We predicted the existence of 12,006 protein-coding genes in C. graminicola compared to 16,172 in C. higginsianum (Supplementary Table 2). Having been compiled from short-read data only, the C. higginsianum assembly is more fragmented than that of C. graminicola, resulting in some genes (5.2%) being split into two or more gene models, whereas others (4%) are truncated versions of the complete gene (Supplementary Note). After correcting for this fragmentation, the estimated gene content of C. higginsianum (15,331) is still markedly larger than that of C. graminicola. The two species share 9,795 orthologous genes. Using Markov clustering (MCL)11 to analyze the proteomes, we found that 10,077 C. higginsianum genes belong to multicopy gene clusters, compared to 5,342 genes in C. graminicola, suggesting that the greater gene content of C. higginsianum results partly from gene duplication (Supplementary Table 6). The MCL analysis also revealed that gene clusters encoding serine proteases, methyl transferases, polyketide synthases, cytochrome P450 enzymes and small-molecule efflux pumps are expanded in C. higginsianum compared to C. graminicola (Supplementary Fig. 6), which we verified by manual inspection (Supplementary Tables 7 and 8 and Supplementary Fig. 7). Clusters that are expanded in C. graminicola relative to C. higginsianum include a family of genes encoding atypical cellulases (glycoside hydrolase GH61, described below) and another encoding secreted histidine acid phosphatases, which probably mobilize phytic acid, the main form of stored phosphorus in plants12.

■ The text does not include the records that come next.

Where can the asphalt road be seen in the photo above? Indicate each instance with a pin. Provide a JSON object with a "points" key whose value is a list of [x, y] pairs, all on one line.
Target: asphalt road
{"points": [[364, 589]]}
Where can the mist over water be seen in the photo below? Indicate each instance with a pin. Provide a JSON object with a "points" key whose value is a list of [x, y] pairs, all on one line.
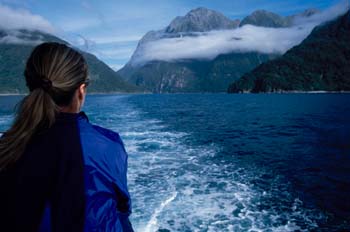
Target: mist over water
{"points": [[218, 162]]}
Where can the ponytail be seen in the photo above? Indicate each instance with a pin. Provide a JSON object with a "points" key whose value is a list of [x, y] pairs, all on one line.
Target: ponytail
{"points": [[64, 69]]}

C. higginsianum and C. graminicola are particularly well equipped with genes encoding carbohydrate-active enzymes (CAZymes)13 that potentially degrade the plant cell wall14 (Fig. 3a and Supplementary Table 9) and modify the fungal cell wall (Supplementary Tables 10 and 11). Both species encode more CAZymes than 13 other fungal genomes we examined. These expanded CAZyme arsenals are more similar to those of other hemibiotrophic and necrotrophic pathogens than to the highly reduced set found in biotrophs such as Melampsora and Blumeria (Fig. 3a). The exceptionally large and diverse inventory of CAZymes encoded by both Colletotrichum genomes provides a rich source of enzymes for potential commercial exploitation15. C. higginsianum encodes over twice as many pectin-degrading enzymes as does C. graminicola (Fig. 3b), the majority (62%) of which are activated during necrotrophy (Supplementary Fig. 8 and Supplementary Note). Conversely, although both species encode similar numbers of cellulases and hemicellulases, C. graminicola activates many more of these genes during necrotrophy (48%) than does C. higginsianum (26%), including 22 GH61 copper-dependent oxygenases, which act in concert with classical cellulases to enhance lignocellulose hydrolysis16,17. Thus, C. graminicola and C. higginsianum use very different strategies to deconstruct plant cell walls, reflecting their host preferences: dicot cell walls are enriched with pectin (35% in dicots compared to 10% in maize), whereas the cell walls of grasses contain more hemicellulose (60% in grasses compared to 30% in dicots) and phenolics (up to 5%)18.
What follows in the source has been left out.